Partner For Truth Social’s Parent Company Delay Merger To 2023
The blank check company, which plans to make Trump Media and Technology Group and its Truth Social platform public, said on Tuesday that shareholders had voted to delay the deadline for its merger with Trump’s firm for many months.
After the news was announced, shares of Digital World Acquisition Corp. closed more than 5 percent higher. The decision was made after a brief shareholder meeting. The paper company faces liquidation next month if it won’t get a deadline extension, although the merger is already embroiled in other legal and financial obstacles. The Trump Media-DWAC deal is under the scrutiny of the Securities and Exchange Commission as well as federal criminal investigators.
The company, which hasn’t made any revenue and already has $1 billion in financing at risk, had postponed the meeting several times during the last few months in order to get shareholder support.
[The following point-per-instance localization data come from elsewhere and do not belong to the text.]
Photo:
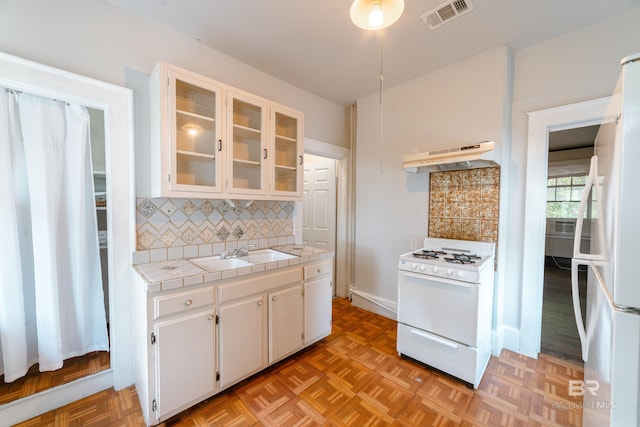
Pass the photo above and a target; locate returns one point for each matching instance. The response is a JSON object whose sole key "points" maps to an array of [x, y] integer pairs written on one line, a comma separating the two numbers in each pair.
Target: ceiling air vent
{"points": [[446, 12]]}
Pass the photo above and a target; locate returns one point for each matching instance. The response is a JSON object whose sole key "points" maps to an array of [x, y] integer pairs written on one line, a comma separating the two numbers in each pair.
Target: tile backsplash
{"points": [[164, 223], [465, 204]]}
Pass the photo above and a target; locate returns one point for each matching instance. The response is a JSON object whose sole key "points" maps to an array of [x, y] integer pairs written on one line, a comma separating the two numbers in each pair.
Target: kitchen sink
{"points": [[215, 263], [262, 256]]}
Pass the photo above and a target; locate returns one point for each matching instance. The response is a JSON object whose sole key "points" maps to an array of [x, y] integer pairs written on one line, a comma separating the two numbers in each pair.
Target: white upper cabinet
{"points": [[187, 157], [247, 149], [210, 140], [286, 151]]}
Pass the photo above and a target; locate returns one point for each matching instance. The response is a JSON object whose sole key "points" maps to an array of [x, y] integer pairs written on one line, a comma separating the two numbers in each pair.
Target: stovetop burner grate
{"points": [[428, 254]]}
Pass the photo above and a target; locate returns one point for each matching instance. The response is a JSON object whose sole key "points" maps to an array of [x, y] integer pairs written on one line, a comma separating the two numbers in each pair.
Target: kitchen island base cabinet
{"points": [[285, 322], [185, 354], [318, 293], [241, 339], [194, 342]]}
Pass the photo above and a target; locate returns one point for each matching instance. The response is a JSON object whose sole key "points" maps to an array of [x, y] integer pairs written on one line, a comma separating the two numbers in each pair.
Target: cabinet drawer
{"points": [[317, 269], [258, 284], [183, 302]]}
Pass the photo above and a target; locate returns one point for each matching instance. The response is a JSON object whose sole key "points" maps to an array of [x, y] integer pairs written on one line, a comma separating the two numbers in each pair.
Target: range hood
{"points": [[478, 155]]}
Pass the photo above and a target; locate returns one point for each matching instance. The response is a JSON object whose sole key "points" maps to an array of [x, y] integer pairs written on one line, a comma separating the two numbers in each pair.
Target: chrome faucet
{"points": [[238, 252]]}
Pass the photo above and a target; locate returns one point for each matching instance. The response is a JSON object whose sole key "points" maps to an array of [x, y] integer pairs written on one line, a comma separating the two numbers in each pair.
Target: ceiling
{"points": [[313, 44]]}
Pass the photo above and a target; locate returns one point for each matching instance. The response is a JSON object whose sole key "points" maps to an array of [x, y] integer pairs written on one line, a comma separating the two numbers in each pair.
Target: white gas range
{"points": [[445, 298]]}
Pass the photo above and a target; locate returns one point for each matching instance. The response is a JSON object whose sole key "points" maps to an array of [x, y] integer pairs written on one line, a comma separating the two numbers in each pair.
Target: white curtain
{"points": [[51, 298]]}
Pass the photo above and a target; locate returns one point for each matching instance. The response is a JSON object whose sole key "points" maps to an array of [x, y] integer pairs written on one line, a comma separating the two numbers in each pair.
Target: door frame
{"points": [[345, 206], [117, 103], [540, 124]]}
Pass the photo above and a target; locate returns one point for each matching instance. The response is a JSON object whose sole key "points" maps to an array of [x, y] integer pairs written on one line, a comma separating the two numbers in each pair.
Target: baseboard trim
{"points": [[47, 400], [373, 303]]}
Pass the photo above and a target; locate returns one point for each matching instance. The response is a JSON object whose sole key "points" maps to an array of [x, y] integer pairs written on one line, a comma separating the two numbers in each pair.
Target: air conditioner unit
{"points": [[479, 155]]}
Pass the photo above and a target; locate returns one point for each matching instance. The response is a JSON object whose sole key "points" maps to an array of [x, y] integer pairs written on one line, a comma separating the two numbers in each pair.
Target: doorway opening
{"points": [[319, 204], [541, 124], [569, 154], [340, 216], [92, 362]]}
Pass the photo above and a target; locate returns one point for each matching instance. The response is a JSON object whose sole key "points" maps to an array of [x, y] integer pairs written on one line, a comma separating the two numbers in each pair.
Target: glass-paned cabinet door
{"points": [[247, 150], [287, 143], [196, 140]]}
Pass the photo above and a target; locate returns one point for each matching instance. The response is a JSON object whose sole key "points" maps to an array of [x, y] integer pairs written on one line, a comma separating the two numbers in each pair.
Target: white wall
{"points": [[579, 66], [97, 39], [455, 105], [463, 103]]}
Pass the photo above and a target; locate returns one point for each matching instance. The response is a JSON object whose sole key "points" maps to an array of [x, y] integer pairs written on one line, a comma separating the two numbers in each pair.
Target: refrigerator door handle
{"points": [[577, 311], [577, 238], [601, 288]]}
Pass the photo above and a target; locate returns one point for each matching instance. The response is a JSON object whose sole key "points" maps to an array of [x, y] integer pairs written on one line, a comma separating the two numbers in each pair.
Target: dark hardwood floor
{"points": [[354, 377], [559, 330]]}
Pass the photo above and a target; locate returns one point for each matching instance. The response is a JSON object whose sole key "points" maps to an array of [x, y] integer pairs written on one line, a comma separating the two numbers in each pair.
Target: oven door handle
{"points": [[437, 279], [434, 339]]}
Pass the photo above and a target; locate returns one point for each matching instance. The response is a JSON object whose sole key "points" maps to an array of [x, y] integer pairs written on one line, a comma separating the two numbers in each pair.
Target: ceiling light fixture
{"points": [[375, 14]]}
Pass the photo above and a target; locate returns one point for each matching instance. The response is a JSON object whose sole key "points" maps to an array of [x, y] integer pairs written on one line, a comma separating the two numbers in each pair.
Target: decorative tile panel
{"points": [[168, 223], [465, 204]]}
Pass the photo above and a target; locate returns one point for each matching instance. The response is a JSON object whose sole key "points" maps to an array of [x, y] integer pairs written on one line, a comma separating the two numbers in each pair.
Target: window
{"points": [[563, 196]]}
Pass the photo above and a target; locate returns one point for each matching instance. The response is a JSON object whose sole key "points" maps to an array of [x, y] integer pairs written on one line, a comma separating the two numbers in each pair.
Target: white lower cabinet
{"points": [[194, 342], [318, 292], [241, 339], [285, 322], [185, 361]]}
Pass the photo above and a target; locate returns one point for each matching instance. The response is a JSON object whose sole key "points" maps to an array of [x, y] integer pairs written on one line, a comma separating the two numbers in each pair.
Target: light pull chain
{"points": [[381, 33]]}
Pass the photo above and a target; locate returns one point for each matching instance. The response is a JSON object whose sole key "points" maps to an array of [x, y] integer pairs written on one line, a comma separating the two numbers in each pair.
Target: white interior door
{"points": [[319, 205]]}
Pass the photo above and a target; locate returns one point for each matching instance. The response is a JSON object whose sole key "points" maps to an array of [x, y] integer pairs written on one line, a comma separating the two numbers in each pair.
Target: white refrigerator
{"points": [[610, 335]]}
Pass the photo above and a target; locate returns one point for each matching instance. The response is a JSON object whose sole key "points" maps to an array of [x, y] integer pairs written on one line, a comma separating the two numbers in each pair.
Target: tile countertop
{"points": [[165, 275]]}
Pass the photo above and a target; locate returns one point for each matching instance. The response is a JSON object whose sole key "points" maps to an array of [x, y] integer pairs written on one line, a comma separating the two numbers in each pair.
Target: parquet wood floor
{"points": [[355, 378], [34, 381]]}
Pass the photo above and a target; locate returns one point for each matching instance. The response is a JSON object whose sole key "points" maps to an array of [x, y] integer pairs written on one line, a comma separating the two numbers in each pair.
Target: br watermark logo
{"points": [[588, 389], [579, 388]]}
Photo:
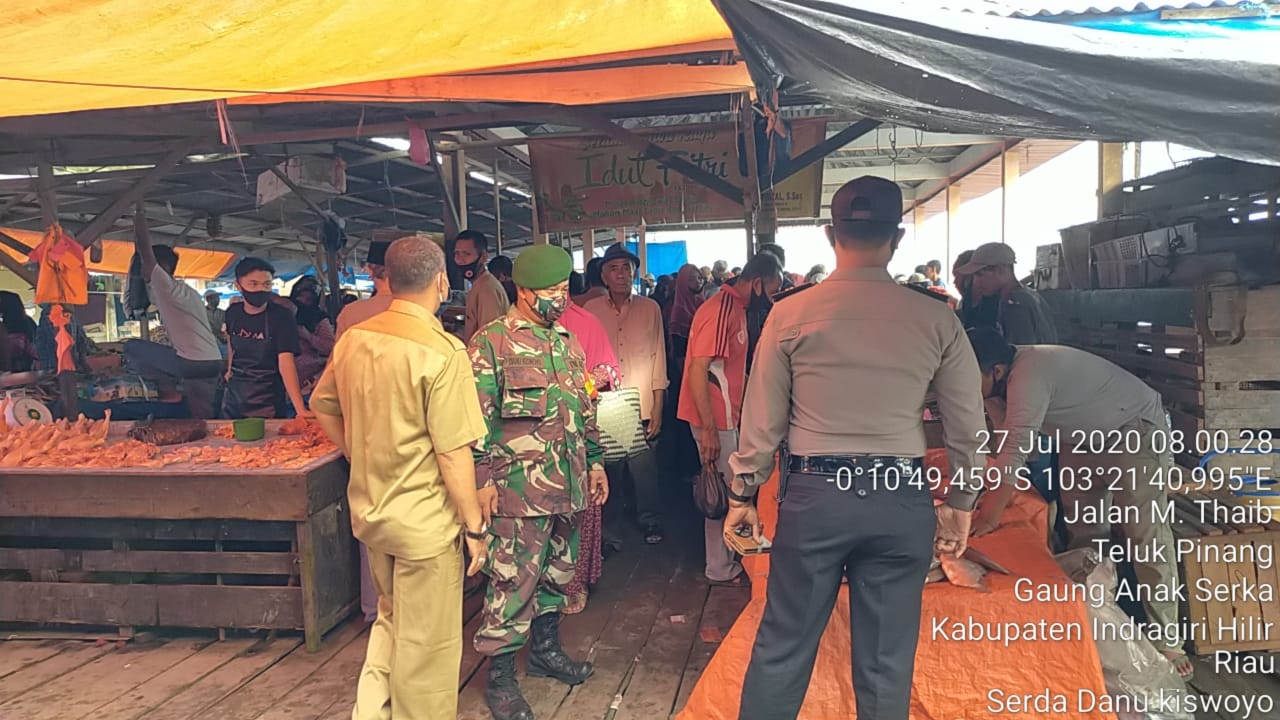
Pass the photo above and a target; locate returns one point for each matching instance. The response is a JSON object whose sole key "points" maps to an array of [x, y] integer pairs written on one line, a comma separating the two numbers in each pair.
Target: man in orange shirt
{"points": [[714, 381]]}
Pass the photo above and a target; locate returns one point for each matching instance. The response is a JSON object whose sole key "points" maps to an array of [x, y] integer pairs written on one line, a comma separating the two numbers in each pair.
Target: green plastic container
{"points": [[250, 429]]}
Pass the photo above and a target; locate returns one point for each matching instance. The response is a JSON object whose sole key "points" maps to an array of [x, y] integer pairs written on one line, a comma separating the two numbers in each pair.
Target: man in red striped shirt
{"points": [[714, 381]]}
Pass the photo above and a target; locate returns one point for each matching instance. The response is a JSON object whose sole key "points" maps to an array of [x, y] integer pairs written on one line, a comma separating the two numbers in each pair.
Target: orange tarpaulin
{"points": [[192, 263], [952, 678], [566, 87], [131, 53]]}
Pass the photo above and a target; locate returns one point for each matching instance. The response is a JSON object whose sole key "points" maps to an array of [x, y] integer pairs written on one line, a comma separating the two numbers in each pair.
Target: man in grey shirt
{"points": [[195, 358], [840, 373], [1023, 317], [1111, 431]]}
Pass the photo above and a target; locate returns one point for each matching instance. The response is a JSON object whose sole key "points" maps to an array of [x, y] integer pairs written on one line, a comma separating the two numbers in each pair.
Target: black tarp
{"points": [[961, 72]]}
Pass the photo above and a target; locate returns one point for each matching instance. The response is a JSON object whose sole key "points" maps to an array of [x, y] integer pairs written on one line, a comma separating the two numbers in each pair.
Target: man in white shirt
{"points": [[361, 310], [1072, 396], [487, 299], [195, 358]]}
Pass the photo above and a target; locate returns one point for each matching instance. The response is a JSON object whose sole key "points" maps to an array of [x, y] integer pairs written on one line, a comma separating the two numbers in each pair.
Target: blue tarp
{"points": [[663, 258], [1244, 30]]}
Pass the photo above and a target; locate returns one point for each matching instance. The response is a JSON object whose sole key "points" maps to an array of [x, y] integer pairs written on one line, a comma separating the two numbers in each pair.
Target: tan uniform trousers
{"points": [[415, 646], [1142, 493]]}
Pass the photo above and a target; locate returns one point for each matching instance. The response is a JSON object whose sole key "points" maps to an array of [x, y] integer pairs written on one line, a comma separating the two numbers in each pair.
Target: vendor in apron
{"points": [[263, 337]]}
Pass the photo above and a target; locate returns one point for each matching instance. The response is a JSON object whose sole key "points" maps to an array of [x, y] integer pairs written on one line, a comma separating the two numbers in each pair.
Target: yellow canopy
{"points": [[64, 55]]}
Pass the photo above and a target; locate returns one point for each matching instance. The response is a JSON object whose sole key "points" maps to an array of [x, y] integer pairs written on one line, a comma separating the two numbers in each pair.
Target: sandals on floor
{"points": [[739, 580]]}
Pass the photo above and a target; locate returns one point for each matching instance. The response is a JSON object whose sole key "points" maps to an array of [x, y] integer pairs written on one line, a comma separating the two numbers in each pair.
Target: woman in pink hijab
{"points": [[603, 367]]}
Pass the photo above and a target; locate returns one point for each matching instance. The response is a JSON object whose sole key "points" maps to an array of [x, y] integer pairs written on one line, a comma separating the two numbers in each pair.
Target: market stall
{"points": [[952, 677], [112, 524]]}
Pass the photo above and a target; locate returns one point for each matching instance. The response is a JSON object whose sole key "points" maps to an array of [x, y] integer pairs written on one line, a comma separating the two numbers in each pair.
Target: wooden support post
{"points": [[539, 236], [1110, 172], [752, 191], [497, 204], [588, 247], [101, 224], [1010, 169], [826, 147], [643, 253], [917, 222], [952, 208], [45, 194], [460, 187], [444, 180]]}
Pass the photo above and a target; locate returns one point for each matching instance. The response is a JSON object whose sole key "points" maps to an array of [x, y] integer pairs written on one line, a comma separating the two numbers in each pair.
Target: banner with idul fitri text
{"points": [[597, 182]]}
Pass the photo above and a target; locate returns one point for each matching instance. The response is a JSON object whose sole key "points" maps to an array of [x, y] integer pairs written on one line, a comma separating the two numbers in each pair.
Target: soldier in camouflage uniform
{"points": [[536, 469]]}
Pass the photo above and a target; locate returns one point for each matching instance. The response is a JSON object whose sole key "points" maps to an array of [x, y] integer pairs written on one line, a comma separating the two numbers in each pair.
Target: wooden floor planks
{"points": [[224, 680], [16, 655], [88, 687], [142, 698], [640, 659]]}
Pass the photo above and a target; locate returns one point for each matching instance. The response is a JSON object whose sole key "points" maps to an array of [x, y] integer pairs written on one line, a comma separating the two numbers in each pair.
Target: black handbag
{"points": [[711, 493]]}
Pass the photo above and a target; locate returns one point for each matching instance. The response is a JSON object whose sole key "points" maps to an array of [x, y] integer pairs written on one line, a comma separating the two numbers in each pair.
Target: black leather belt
{"points": [[856, 464]]}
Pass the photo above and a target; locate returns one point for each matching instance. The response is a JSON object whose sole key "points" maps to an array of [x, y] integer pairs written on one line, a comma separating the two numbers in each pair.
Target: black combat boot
{"points": [[547, 657], [503, 695]]}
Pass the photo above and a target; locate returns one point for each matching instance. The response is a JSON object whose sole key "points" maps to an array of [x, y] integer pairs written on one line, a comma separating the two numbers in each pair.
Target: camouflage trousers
{"points": [[530, 563]]}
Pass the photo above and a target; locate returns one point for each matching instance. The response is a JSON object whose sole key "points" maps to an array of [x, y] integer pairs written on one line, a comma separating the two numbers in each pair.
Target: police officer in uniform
{"points": [[840, 376]]}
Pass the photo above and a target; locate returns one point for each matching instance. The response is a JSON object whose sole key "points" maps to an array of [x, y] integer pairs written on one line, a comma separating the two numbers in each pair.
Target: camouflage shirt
{"points": [[540, 413]]}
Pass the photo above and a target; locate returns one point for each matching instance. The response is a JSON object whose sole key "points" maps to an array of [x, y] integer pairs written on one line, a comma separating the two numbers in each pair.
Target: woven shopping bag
{"points": [[617, 415]]}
DWAC needed 65 percent of its shareholders support to pass an extension of the deadline to merge with Trump Media until September 2023. In a recent securities filing on Monday, the company said that there was “substantial doubt” about its ability to continue as a “going concern.”
DWAC had earlier failed to get the necessary votes from its large group of retail investors. The meeting was put off many times. DWAC CEO Patrick Orlando then got an extension with a $2.8 million contribution from his company Arc Global Investments II.
The CEO has been trying to get votes on Trump Media’s Truth Social platform, and even urged Trump Media CEO Devin Nunes and chairman, Donald Trump, to lend their support.
The vote was very crucial for some of Trump’s earlier supporters, who had shared on Truth Social and Reddit that they have invested lot of money in DWAC as a show of support to the platform.
If a merger were to take place, it would give hundreds of millions of dollars in funding to Trump Media, which has already faced many legal and financial obstacles. The deal has been put under a criminal probe and that delay has led to a loss of over $100 million in investment.
Trump had earlier said that he could take the company private. Internal documents have shown that Trump Media had also considered mergers and partnerships with other right-wing-friendly platforms, including Rumble and Parler.
The company has also been struggling with the fallout from a Trump Media executive’s whistle blower complaint to federal regulators. William Wilkerson, a senior vice president at Trump Media, had filed a whistle blower complaint alleging securities violations in August. Wilkerson has described himself as one of its founders and said that he no longer believes in its viability.
In September, the company lost $138.5 million of the $1 billion in financing from private investors in public equity, also known as PIPE, to fund the merger. In recent days, DWAC lost one of its board members after Justin Shaner, CEO of Shaner Properties in South Florida, resigned, according to a securities filing.